Additional support from OLCF staff has contributed to the efficient use and accessibility of project data. Early in the project’s life, Tromp’s team worked with the OLCF’s Norbert Podhorszki to improve data movement and flexibility. The end result, called Adaptable Seismic Data Format (ASDF), leverages the Adaptable I/O System (ADIOS) parallel library and gives Tromp’s team a superior file format to record, reproduce, and analyze data on large-scale parallel computing resources.
In addition, the OLCF’s David Pugmire helped the team implement in situ visualization tools. These tools enabled team members to check their work more easily from local workstations by allowing visualizations to be produced in conjunction with simulation on Titan, eliminating the need for costly file transfers.
“Sometimes the devil is in the details, so you really need to be careful and know what you’re looking at,” Bozdag said. “David’s visualization tools help us to investigate our models and see what is there and what is not.”
With visualization, the magnitude of the team’s project comes to light. The billion-year cycle of molten rock rising from the core-mantle boundary and falling from the crust — not unlike the motion of globules in a lava lamp — takes form, as do other geologic features of interest.
At this stage, the resolution of the team’s global model is becoming advanced enough to inform continental studies, particularly in regions with dense data coverage. Making it useful at the regional level or smaller, such as the mantle activity beneath Southern California or the earthquake-prone crust of Istanbul, will require additional work.
“Most global models in seismology agree at large scales but differ from each other significantly at the smaller scales,” Bozdag said. “That’s why it’s crucial to have a more accurate image of Earth’s interior. Creating high-resolution images of the mantle will allow us to contribute to these discussions.”
To improve accuracy and resolution further, Tromp’s team is experimenting with model parameters under its most recent INCITE allocation. For example, the team’s second-generation model will introduce anisotropic inversions, which are calculations that better capture the differing orientations and movement of rock in the mantle. This new information should give scientists a clearer picture of mantle flow, composition, and crust-mantle interactions.
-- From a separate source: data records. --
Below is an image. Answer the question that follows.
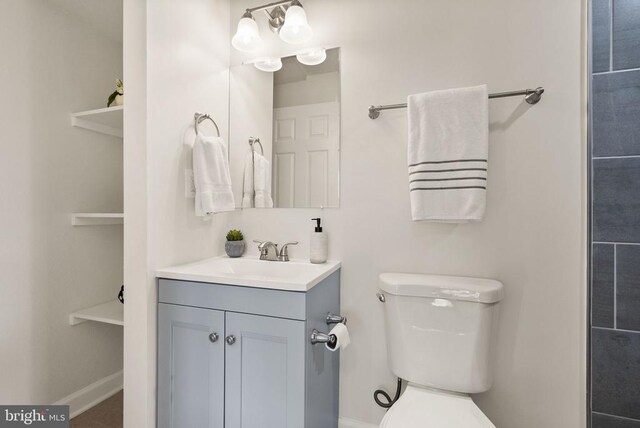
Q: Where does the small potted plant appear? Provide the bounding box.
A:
[107,79,124,107]
[224,229,244,257]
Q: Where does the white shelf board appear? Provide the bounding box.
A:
[69,300,124,325]
[71,106,124,138]
[71,213,124,226]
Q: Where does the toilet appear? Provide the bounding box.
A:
[378,273,503,428]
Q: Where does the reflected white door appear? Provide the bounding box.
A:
[273,102,340,208]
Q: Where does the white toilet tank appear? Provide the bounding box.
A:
[380,273,502,393]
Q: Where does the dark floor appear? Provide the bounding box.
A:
[70,391,122,428]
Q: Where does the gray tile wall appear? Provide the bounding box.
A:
[590,0,640,428]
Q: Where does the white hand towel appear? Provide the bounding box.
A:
[242,152,273,208]
[242,150,255,208]
[193,134,235,216]
[407,85,489,223]
[255,153,273,208]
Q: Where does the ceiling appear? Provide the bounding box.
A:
[48,0,122,43]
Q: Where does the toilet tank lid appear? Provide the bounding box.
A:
[380,273,503,303]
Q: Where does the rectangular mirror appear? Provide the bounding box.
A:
[229,48,340,208]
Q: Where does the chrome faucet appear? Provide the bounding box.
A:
[253,239,298,262]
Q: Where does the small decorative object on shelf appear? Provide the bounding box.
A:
[107,79,124,107]
[224,229,244,257]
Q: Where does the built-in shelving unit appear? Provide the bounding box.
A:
[71,106,124,138]
[69,300,124,325]
[71,213,124,226]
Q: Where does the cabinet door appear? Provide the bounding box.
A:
[225,312,305,428]
[158,303,224,428]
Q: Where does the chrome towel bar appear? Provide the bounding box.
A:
[193,113,220,137]
[369,87,544,119]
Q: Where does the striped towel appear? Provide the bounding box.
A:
[407,85,489,223]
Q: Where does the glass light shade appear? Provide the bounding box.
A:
[280,6,313,44]
[253,58,282,73]
[296,48,327,65]
[231,17,262,52]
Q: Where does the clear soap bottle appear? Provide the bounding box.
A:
[309,218,329,263]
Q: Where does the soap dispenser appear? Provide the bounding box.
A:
[309,218,329,263]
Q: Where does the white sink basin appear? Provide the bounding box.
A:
[156,257,340,291]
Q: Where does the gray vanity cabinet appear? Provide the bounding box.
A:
[158,271,340,428]
[158,303,225,428]
[225,312,305,427]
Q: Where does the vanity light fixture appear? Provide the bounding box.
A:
[296,48,327,65]
[231,11,262,52]
[231,0,313,52]
[280,0,313,44]
[253,58,282,73]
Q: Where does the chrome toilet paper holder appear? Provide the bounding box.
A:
[311,328,337,345]
[310,312,347,345]
[326,312,347,325]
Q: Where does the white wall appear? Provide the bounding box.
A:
[124,0,232,428]
[276,72,340,108]
[232,0,586,428]
[0,0,122,404]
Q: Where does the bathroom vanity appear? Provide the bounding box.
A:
[157,257,340,428]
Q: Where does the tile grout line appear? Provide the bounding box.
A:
[613,244,618,330]
[609,0,613,71]
[591,410,640,422]
[591,68,640,76]
[592,325,640,334]
[592,155,640,160]
[592,241,640,245]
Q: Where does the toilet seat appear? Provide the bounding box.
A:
[380,383,496,428]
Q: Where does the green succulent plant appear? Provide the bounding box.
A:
[227,229,244,241]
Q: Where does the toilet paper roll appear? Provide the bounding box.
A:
[324,323,351,352]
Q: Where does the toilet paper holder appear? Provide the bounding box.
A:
[310,312,347,345]
[326,312,347,325]
[311,328,337,345]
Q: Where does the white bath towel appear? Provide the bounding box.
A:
[242,151,273,208]
[407,85,489,223]
[193,134,235,216]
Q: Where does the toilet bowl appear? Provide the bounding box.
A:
[378,273,503,428]
[380,384,495,428]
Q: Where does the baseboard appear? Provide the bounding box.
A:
[53,370,123,418]
[338,418,378,428]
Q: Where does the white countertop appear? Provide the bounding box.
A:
[156,256,340,291]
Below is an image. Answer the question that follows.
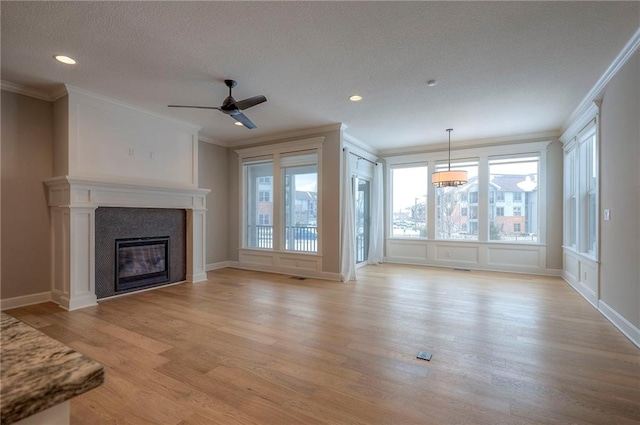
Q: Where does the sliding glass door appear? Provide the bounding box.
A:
[353,177,371,264]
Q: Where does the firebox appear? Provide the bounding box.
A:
[115,236,170,292]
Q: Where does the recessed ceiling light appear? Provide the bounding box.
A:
[54,55,76,65]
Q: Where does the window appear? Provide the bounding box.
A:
[258,214,271,226]
[391,165,430,238]
[580,131,598,256]
[436,160,478,240]
[258,190,271,202]
[489,155,540,242]
[244,161,273,249]
[236,138,322,253]
[469,206,478,220]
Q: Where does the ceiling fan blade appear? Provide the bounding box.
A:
[233,95,267,111]
[229,112,256,130]
[167,105,220,110]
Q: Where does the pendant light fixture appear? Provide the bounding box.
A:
[431,128,467,187]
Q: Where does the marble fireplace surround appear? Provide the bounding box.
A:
[45,176,209,310]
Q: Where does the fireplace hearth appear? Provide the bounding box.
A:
[115,236,170,292]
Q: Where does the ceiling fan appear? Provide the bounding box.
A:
[167,80,267,129]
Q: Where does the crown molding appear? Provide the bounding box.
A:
[228,123,342,148]
[1,80,57,102]
[378,131,560,157]
[562,27,640,133]
[341,125,378,156]
[198,134,229,148]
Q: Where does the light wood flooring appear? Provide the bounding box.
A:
[8,265,640,425]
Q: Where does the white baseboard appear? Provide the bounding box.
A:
[562,276,598,308]
[204,261,230,272]
[0,291,51,311]
[384,257,562,276]
[598,300,640,348]
[228,261,342,282]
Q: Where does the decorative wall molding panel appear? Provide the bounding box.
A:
[385,239,561,276]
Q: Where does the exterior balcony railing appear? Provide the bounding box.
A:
[247,225,318,252]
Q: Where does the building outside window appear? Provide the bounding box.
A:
[489,155,540,242]
[244,160,273,249]
[436,160,478,240]
[391,165,430,238]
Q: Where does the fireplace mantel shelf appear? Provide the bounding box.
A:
[44,176,210,310]
[45,176,210,209]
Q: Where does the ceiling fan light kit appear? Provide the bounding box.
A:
[431,128,467,187]
[167,80,267,130]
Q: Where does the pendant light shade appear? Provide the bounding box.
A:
[431,128,467,187]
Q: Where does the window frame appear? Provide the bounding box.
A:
[384,139,553,246]
[235,137,325,253]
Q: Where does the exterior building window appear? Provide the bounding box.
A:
[489,155,540,242]
[258,190,271,202]
[258,214,271,226]
[244,161,273,249]
[391,165,430,238]
[436,160,478,240]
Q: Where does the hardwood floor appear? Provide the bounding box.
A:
[8,264,640,425]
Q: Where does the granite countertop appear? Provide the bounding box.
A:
[0,313,104,425]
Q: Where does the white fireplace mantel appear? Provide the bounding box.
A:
[45,176,210,310]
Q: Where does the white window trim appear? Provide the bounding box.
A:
[560,101,601,262]
[384,140,552,245]
[235,136,325,253]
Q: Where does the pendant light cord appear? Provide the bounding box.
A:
[447,128,453,171]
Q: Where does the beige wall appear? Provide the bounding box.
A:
[198,142,229,265]
[228,130,341,273]
[541,140,564,270]
[0,91,53,300]
[600,52,640,327]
Additionally, team members Dimitri Komatitsch of Aix-Marseille University in France and Daniel Peter of King Abdullah University in Saudi Arabia are leading efforts to update SPECFEM3D_GLOBE to incorporate capabilities such as the simulation of higher-frequency seismic waves. The frequency of a seismic wave, measured in Hertz, is equivalent to the number of waves passing through a fixed point in one second. For instance, the current minimum frequency used in the team’s simulation is about 0.05 hertz (1 wave per 20 seconds), but Bozdag said the team would also like to incorporate seismic waves of up to 1 hertz (1 wave per second). This would allow the team to model finer details in Earth’s mantle and even begin mapping Earth’s core.
To make this leap, Tromp’s team is preparing for Summit, the OLCF’s next-generation supercomputer. Set to arrive in 2018, Summit will provide at least five times the computing power of Titan. As part of the OLCF’s Center for Accelerated Application Readiness, Tromp’s team is working with OLCF staff to take advantage of Summit’s computing power upon arrival.
“With Summit, we will be able to image the entire globe from crust all the way down to Earth’s center, including the core,” Bozdag said. “Our methods are expensive — we need a supercomputer to carry them out — but our results show that these expenses are justified, even necessary.”